Guerra Junqueiro
Publicado originalmente na
revista “América Brasileira”, em edição de novembro de 1923, de autoria de
Leonardo Coimbra. Pesquisa, transcrição e atualização ortográfica de Iba
Mendes (2017)
O Poeta evolucionou. A crise não foi até erguer A luz da sua Consciência, os postulados implicados na sua interpretação da Vida.
Continuará a ser otimista, mas
o sou otimismo será agora temperado e dirigido pelo critério da evolução.
Esse critério da evolução
dar-lhe apenas o por agora, um maior contato, uma maior convivência com toda a
Natureza.
A Natureza (a Ana Tereza
de Camilo) deixa de ser onipotente em ato, para apena o ser em virtualidade a
realizar por um "incessante" esforço.
E, assim, tudo aspira e se
eleva, e, assim, uma grande humildade nos vai unir com todo o esforço
espalhado, em metafísicos pontos de ser, pelo infinito.
O deísta fez-se panteísta — o
que já foi alguma coisa
Deus passou duma abstração
vazia para um esforço imanente; a Natureza desdobrou-se, à Espinosa, em
natureza naturada e naturante.
É esse esforço criador, atração
por um Ideal, que será a verdade, de que o pensamento cristão é o símbolo nos
"Simples".
O Poeta dirá em nota final que
continua cada vez mais irredutível com o "catolicismo", mas nós bem o
vemos a aceitar o "cristianismo" como uma grande verdade simbólica:
está, portanto mais próximo a despeito dos seus próprios juízos.
"Os Simples" eis uma
obra eterna.
O Junqueiro de "Os
Simples" é o mesmo Junqueiro de eternidade, aumentado das novas luzes da
doença e da morte.
Imortal em relação aos homens,
porque será um livro lido e amado por eles, enquanto no planeta existir vida
humana.
Eterno; porque, pela sua
bondade comunicativa, pela sondagem até ao íntimo de cada alma, até ao ponto
onde começa o "outro mundo," ele atingiu a pura vida espiritual.

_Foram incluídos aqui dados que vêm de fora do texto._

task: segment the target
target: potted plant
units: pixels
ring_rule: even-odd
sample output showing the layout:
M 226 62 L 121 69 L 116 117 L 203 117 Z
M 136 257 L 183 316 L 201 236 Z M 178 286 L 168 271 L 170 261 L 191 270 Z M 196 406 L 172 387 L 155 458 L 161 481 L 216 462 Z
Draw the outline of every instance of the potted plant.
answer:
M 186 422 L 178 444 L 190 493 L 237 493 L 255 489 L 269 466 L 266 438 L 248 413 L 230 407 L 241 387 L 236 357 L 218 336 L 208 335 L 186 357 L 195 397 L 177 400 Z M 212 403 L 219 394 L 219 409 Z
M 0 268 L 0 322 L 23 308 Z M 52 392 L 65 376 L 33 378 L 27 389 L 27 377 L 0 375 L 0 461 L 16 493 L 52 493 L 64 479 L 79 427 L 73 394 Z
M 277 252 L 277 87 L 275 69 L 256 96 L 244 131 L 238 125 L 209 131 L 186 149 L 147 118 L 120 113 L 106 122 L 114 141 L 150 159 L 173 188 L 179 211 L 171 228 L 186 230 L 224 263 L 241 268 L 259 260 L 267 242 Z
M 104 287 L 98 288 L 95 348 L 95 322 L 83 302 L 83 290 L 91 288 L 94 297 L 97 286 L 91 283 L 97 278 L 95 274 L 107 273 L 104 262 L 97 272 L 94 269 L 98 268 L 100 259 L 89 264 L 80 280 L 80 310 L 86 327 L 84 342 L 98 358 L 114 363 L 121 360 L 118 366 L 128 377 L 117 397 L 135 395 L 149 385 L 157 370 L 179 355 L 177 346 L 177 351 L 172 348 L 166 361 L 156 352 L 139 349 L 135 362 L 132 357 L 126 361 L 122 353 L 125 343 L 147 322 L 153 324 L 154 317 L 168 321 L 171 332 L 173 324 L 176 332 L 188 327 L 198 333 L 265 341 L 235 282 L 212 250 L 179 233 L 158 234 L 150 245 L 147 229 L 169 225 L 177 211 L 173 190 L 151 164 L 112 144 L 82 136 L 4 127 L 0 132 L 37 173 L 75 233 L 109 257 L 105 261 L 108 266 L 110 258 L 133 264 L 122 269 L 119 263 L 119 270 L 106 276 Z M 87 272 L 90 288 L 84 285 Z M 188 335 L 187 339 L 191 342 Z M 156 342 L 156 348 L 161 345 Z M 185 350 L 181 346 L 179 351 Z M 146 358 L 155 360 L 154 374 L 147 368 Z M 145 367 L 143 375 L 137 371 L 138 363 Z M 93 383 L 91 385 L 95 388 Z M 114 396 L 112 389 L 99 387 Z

Quem veio esperar Junqueiro ao
porto onde desembarcam as almas?
Por certo que a Virgem das
"brancas ermedinhas" lhe mandou ao encontro os "Cavadores",
a "Moleirinha", o "Ti Zé-Senhor" e em romaria de bênçãos
grandes bandos de "Pobrezinhos"...
Sim; logo ao receber a notícia
da sua Morte se me ofereceu a visão dum Junqueiro, de bordão e sacola, a
dobrar, lá ao longe a última montanha de terra e vendo do "outro
lado" o bando de pobrezinhos que o esperam, cantando.
Junqueiro atinge aqui,
"pelo favor dos humildes", um naturalismo transcendente.
Ele pelo pensamento intelectual
é ainda um homem da Renascença; mas, pela simpatia humana e cósmica, com que se
une a todos os seres, recebe dos humildes, o amor duma Natureza, purificada
pela redenção cristã.
Aquelas romarias d'almas que
visitam as ermidas são mais presenças espirituais que meras abstrações:
artísticas.
E até as estrelas vão pelo Céu
abrindo ao som da rude flauta do Pastor.
A Natureza é outra vez edênica,
de amigo acordo com o homem, porque este homem é uma pura alma cristã.
O "Ti Zé-Senhor"
liberto das "ilusões do mundo" é, no além, um anjo branco, ainda
outra vez pastor.
Não deixaríamos "Os
Simples" se tivéssemos tempo e espaço; mas a eles voltaremos em artigo
especial.
Conclusão: "Os
Simples" é um livro eterno, não é melhor nem pior que os outros livros de
eternidade.
É a palavra humana saindo dum
coração, que "contatou" Deus.
Eis porque Junqueiro não é o
maior Poeta, porque o critério de quantidade se não aplica ao espírito, mas é
um Poeta, na alta e completa significação da palavra.
Um Poeta como Ésquilo, Dante,
Shakespeare, Camões e todos que uma onda de amor divino subiu, por momentos,
até à pura visão espiritual.
Os livros anteriores são como a
escória saída da fusão espiritualista da sua alma.
A escória sobrenadou e, por isso, foi vista primeiro; mas o líquido ia
refervendo na profundidade. E já nos livros anteriores pelos intervalos das
escorias a limpidez do líquido se tinha revelado.